The Iditarod kicked off March 6 with a ceremonial start in Anchorage. That was followed by the competitive start the following day in Willow when 71 teams took to the Iditarod trail and headed to Nome.

This year’s purse was significantly less than last year when Mackey took home a truck and $69,000. The total purse is $590,000 — down from a high of $925,000 in 2008. Iditarod officials said the struggling economy caused some sponsors to pull their support for the race.

Much of the race again this year was a duel between Mackey — whose father Dick and brother Rick are past winners — and another mushing royal, four-time champion Jeff King of Denali Park. King has said this will be his last Iditarod.

Mackey said that over the years, he’s been willing to gamble and did so again this year with a “monster run” that started in Nulato. After a 42-mile run to Kaltag, King stopped but Mackey, known for his ability to run his dogs long distances with little rest, pushed on another 90 miles to Unalakleet on Alaska’s west coast, taking a lead he never relinquished.

“It worked.
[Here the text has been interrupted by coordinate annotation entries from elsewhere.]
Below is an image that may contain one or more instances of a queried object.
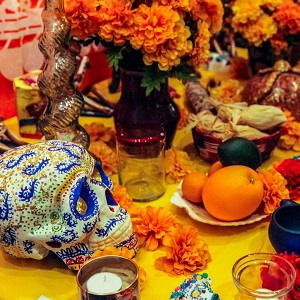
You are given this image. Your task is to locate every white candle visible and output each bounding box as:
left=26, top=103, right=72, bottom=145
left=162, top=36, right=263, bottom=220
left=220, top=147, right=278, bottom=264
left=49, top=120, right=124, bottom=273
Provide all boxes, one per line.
left=256, top=289, right=279, bottom=300
left=86, top=272, right=122, bottom=295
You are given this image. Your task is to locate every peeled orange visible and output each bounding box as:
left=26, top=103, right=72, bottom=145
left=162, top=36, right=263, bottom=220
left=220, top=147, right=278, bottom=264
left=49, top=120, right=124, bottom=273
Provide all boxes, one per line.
left=207, top=160, right=223, bottom=177
left=202, top=165, right=264, bottom=221
left=181, top=171, right=207, bottom=203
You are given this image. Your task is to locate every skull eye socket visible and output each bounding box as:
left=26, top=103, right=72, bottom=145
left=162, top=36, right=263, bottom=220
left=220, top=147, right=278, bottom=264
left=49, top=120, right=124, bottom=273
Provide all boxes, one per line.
left=76, top=197, right=88, bottom=215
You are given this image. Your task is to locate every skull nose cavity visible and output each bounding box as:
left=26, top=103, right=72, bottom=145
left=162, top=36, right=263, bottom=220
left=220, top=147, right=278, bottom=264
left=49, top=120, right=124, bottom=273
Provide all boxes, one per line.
left=46, top=242, right=62, bottom=249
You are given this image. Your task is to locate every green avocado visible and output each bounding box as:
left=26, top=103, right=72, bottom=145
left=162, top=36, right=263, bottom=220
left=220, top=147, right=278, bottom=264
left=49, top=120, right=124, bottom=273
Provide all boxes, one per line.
left=217, top=137, right=262, bottom=170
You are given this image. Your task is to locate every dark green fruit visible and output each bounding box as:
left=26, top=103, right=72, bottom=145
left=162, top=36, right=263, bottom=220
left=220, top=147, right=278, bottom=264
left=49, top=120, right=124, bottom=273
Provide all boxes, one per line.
left=217, top=137, right=262, bottom=170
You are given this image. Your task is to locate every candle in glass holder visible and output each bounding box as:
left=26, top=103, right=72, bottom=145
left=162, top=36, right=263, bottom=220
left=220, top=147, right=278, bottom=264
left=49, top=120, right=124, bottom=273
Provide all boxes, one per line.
left=77, top=255, right=139, bottom=300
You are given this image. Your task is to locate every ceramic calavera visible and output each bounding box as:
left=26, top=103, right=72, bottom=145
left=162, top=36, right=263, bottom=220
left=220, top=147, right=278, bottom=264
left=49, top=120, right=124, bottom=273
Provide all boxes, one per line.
left=0, top=140, right=137, bottom=270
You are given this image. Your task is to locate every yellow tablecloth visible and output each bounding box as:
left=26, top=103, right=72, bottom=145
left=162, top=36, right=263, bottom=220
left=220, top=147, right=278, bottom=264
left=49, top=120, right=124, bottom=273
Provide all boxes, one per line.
left=0, top=71, right=299, bottom=300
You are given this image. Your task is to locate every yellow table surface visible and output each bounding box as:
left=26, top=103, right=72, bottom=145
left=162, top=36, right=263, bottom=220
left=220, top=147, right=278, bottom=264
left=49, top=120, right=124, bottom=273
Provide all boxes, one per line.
left=0, top=71, right=299, bottom=300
I capitalized on that hour, hour-and-a-half lead,” Mackey said.

King cut his rest in Unalakleet, but Mackey widened the lead after that.
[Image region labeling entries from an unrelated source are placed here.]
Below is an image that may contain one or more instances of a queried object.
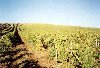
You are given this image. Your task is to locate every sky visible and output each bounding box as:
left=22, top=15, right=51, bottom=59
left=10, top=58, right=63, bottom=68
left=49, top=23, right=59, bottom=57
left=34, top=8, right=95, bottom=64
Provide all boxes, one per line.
left=0, top=0, right=100, bottom=28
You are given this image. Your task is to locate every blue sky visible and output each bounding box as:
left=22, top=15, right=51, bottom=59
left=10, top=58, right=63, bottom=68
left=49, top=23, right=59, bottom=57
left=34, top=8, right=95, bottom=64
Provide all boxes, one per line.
left=0, top=0, right=100, bottom=27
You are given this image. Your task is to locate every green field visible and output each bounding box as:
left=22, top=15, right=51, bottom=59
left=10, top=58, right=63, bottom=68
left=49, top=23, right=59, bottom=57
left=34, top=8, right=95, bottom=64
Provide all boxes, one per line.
left=0, top=24, right=100, bottom=68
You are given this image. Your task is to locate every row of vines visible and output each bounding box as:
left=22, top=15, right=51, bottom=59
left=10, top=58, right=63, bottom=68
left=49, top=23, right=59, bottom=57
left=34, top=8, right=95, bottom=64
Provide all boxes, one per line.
left=20, top=24, right=100, bottom=68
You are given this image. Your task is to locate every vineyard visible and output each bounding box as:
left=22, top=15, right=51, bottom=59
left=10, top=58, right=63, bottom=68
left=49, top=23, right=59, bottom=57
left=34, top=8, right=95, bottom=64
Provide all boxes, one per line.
left=0, top=23, right=100, bottom=68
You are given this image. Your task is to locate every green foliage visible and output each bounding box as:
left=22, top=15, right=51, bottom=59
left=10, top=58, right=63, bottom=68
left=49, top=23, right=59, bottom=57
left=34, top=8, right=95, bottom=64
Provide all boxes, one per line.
left=19, top=24, right=100, bottom=68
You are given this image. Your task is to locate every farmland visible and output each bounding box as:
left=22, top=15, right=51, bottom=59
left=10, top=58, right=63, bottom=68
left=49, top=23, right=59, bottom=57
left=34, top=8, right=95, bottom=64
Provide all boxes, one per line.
left=0, top=24, right=100, bottom=68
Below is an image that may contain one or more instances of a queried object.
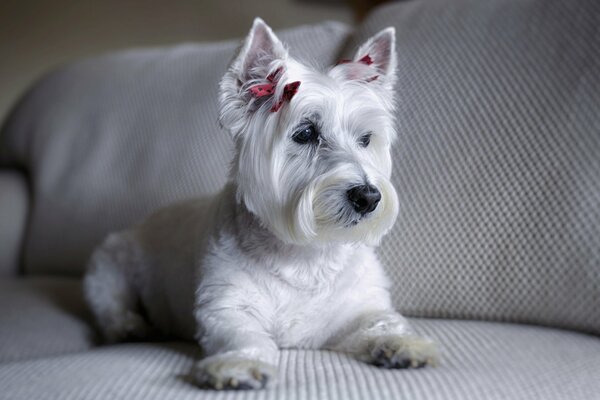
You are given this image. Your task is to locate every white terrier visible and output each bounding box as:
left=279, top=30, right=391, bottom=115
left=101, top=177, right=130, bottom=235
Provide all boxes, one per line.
left=85, top=19, right=437, bottom=389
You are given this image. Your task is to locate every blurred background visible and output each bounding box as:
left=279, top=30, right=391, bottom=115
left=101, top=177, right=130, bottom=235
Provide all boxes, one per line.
left=0, top=0, right=362, bottom=121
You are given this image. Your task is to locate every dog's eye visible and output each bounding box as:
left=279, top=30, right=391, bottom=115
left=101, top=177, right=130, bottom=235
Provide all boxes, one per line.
left=292, top=124, right=319, bottom=144
left=358, top=132, right=372, bottom=147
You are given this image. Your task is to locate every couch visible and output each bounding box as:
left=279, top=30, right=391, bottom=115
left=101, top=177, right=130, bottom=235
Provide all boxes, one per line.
left=0, top=0, right=600, bottom=400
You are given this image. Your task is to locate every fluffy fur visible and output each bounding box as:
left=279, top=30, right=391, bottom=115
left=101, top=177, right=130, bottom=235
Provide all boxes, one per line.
left=85, top=19, right=436, bottom=389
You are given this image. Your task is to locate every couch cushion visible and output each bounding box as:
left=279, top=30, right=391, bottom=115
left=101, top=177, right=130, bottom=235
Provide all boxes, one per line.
left=0, top=320, right=600, bottom=400
left=0, top=169, right=29, bottom=276
left=0, top=23, right=347, bottom=274
left=0, top=277, right=94, bottom=362
left=342, top=0, right=600, bottom=333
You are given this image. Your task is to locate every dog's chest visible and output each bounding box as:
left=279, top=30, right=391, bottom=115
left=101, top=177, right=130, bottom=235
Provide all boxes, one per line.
left=271, top=293, right=339, bottom=348
left=258, top=260, right=354, bottom=348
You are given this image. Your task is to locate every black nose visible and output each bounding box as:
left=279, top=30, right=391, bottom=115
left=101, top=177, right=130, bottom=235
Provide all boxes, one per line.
left=346, top=185, right=381, bottom=215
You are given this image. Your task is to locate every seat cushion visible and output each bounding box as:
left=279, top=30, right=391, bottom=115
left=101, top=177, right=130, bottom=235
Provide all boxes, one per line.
left=342, top=0, right=600, bottom=334
left=0, top=320, right=600, bottom=400
left=0, top=277, right=94, bottom=362
left=0, top=23, right=348, bottom=275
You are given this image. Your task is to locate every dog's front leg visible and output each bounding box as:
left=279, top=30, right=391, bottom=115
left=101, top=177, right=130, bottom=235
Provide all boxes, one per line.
left=328, top=310, right=438, bottom=368
left=195, top=298, right=278, bottom=389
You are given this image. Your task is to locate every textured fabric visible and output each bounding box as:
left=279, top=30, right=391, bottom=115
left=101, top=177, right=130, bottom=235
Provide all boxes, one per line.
left=0, top=321, right=600, bottom=400
left=350, top=0, right=600, bottom=333
left=0, top=23, right=347, bottom=273
left=0, top=277, right=95, bottom=360
left=0, top=170, right=29, bottom=276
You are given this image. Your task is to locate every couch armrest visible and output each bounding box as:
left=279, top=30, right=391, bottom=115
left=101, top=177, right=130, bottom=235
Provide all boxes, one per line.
left=0, top=169, right=29, bottom=276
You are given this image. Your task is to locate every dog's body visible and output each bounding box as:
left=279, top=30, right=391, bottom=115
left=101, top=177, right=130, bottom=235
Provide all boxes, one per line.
left=85, top=20, right=436, bottom=388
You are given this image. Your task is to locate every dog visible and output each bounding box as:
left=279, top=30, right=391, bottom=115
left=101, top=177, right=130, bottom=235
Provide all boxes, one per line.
left=84, top=18, right=438, bottom=389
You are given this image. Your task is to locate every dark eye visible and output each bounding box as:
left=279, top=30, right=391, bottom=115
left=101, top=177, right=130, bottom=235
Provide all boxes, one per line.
left=358, top=133, right=372, bottom=147
left=292, top=124, right=319, bottom=144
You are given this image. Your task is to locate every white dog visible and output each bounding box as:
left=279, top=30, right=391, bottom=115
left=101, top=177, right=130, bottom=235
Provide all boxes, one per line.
left=85, top=19, right=437, bottom=389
Ten-year-old Abby Ardoin of Friendswood, Texas, was among hundreds of local and faraway fans at the finish line. She’s been obsessed with the Iditarod half her life and finally talked her dad, Richard Ardoin, into flying to Nome to catch the winner coming in. Seconds after Mackey stopped to greet her, the girl said she was more than excited.
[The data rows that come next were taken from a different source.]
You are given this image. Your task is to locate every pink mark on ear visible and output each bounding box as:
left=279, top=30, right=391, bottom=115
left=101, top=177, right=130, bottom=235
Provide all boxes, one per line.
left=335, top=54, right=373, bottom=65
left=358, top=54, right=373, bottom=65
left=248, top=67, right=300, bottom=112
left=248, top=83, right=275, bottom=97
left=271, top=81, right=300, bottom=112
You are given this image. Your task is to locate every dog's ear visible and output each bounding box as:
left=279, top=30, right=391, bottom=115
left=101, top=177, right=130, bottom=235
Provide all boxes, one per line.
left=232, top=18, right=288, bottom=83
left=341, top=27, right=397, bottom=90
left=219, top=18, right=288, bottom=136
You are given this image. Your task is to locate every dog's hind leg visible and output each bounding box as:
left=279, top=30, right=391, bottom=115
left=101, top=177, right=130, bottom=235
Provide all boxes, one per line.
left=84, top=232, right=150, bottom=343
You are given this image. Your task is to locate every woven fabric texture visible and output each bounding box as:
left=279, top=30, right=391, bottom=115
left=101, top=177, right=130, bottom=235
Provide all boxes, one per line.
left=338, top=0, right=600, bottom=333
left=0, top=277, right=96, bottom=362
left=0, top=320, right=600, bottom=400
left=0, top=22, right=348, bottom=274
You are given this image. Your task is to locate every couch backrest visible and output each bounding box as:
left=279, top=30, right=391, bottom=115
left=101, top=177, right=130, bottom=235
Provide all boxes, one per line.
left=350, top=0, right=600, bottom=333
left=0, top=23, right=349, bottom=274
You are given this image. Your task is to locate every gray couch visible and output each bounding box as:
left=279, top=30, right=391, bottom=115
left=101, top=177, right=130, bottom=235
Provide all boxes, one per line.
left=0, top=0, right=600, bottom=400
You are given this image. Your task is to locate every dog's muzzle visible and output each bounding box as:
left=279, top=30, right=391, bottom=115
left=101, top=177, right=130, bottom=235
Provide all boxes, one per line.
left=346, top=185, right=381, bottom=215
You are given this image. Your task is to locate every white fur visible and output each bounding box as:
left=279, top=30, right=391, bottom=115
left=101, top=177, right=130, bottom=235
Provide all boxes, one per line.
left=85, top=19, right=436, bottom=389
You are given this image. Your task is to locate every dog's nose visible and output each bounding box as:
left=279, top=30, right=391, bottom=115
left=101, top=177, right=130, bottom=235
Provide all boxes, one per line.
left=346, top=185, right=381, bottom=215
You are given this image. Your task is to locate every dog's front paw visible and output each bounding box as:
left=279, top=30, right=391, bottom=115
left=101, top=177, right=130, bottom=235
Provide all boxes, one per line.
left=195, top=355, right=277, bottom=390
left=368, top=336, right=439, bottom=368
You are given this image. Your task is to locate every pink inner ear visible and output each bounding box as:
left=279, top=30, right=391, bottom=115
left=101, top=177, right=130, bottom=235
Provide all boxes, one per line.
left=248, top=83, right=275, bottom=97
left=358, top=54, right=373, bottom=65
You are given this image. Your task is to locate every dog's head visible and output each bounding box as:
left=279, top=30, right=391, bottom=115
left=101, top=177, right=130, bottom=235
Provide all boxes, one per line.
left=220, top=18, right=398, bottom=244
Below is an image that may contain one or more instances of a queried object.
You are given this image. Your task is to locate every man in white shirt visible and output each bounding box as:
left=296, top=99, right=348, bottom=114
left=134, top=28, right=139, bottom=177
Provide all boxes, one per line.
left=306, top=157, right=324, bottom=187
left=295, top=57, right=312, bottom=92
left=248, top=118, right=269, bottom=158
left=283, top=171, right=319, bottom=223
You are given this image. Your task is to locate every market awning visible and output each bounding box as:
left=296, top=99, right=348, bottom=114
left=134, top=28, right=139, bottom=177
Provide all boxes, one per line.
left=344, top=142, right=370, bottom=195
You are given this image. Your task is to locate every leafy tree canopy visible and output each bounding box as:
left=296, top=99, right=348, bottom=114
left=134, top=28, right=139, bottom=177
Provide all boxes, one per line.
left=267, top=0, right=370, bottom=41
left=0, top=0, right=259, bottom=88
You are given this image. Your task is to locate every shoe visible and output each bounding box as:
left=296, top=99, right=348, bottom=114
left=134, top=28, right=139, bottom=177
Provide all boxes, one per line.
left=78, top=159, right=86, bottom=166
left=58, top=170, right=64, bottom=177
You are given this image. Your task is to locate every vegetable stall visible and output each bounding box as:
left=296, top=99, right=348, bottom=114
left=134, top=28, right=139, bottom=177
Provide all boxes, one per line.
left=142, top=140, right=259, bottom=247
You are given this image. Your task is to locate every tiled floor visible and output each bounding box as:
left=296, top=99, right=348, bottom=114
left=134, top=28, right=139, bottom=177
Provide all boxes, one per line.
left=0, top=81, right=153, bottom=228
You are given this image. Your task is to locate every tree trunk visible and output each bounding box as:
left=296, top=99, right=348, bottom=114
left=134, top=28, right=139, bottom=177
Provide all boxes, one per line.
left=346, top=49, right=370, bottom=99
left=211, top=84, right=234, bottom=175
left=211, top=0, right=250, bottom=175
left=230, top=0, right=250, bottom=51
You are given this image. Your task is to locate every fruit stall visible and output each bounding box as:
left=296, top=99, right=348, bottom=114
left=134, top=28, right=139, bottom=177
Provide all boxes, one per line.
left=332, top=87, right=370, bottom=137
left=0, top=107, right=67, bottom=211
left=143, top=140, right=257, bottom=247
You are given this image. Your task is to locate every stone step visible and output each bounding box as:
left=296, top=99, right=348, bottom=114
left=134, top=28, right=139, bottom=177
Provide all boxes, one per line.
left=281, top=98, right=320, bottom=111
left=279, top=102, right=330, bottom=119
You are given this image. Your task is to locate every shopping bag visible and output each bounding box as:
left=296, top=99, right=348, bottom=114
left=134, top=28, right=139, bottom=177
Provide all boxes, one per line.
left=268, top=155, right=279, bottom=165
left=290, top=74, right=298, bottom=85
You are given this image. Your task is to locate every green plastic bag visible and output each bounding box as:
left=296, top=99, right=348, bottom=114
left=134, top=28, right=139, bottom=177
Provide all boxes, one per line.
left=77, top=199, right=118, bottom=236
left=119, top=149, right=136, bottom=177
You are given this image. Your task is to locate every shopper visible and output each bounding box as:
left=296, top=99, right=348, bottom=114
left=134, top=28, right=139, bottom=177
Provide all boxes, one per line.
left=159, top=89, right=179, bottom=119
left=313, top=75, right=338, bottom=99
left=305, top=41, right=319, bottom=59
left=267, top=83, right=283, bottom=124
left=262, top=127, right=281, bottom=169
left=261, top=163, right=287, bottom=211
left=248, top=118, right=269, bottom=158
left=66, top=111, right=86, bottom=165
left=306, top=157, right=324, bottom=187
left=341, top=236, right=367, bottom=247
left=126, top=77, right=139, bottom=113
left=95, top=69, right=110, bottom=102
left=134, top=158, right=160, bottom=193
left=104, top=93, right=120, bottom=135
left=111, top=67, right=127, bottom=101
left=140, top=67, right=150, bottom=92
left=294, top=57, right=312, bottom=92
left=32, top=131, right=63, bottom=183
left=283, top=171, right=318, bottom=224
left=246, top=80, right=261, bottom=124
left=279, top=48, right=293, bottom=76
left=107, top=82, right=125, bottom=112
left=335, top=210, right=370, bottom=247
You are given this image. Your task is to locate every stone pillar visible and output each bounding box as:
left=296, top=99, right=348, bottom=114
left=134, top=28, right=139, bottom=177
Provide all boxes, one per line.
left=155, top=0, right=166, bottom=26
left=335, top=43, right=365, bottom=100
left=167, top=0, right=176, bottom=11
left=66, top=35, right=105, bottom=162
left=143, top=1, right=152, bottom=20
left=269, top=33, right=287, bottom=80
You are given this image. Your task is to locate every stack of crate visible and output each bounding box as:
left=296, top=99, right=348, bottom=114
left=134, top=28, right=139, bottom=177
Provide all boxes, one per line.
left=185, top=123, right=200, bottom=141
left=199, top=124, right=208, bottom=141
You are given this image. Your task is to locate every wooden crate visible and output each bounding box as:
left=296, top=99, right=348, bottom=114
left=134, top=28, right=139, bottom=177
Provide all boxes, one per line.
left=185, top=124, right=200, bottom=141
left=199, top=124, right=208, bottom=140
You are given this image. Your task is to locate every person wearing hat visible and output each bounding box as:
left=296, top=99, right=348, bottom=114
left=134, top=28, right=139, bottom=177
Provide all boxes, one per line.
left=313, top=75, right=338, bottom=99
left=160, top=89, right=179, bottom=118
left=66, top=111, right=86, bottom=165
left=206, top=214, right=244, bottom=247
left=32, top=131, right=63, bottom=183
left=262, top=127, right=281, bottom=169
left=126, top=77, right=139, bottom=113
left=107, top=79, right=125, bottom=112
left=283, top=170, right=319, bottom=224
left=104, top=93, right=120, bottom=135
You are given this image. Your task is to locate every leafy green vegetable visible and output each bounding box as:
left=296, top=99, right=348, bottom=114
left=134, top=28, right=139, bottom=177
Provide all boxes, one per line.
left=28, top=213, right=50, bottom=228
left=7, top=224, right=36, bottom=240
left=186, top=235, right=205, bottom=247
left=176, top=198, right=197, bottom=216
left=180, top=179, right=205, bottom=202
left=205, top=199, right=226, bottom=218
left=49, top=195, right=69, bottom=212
“It’s more better than I’d ever dreamed,” she said.

In the final stretch of the race, Hans Gatt of Whitehorse, Yukon Territory, chased Mackey hard, pushing ahead of King in Elim on Monday. The 51-year-old musher is a four-time winner of the 1,000-mile Yukon Quest International Sled Dog Race, earning a record finish in February.

On Tuesday, Gatt arrived with 11 dogs a little more than an hour after Mackey to place second, finishing in nine days, one hour and four minutes. That’s the Iditarod’s fourth-fastest finish ever.

King, 54, was third, completing the race in nine days, two hours and 22 minutes. His last Iditarod win was in 2006, before he relinquished the crown to Mackey.

Mackey greeted both of his rivals at the finish line.

This year’s Iditarod was marked by bitter cold that plunged to 30 below, further chilled by powerful winds in sections of the trail. Mackey, whose cancer treatments left him with circulation problems, complained the cold was affecting his hands and feet.

Ken Anderson was the fourth musher into Nome, arriving Tuesday night with a time of nine days, six hours and 25 minutes.

As of Tuesday evening, 15 mushers had scratched from the race.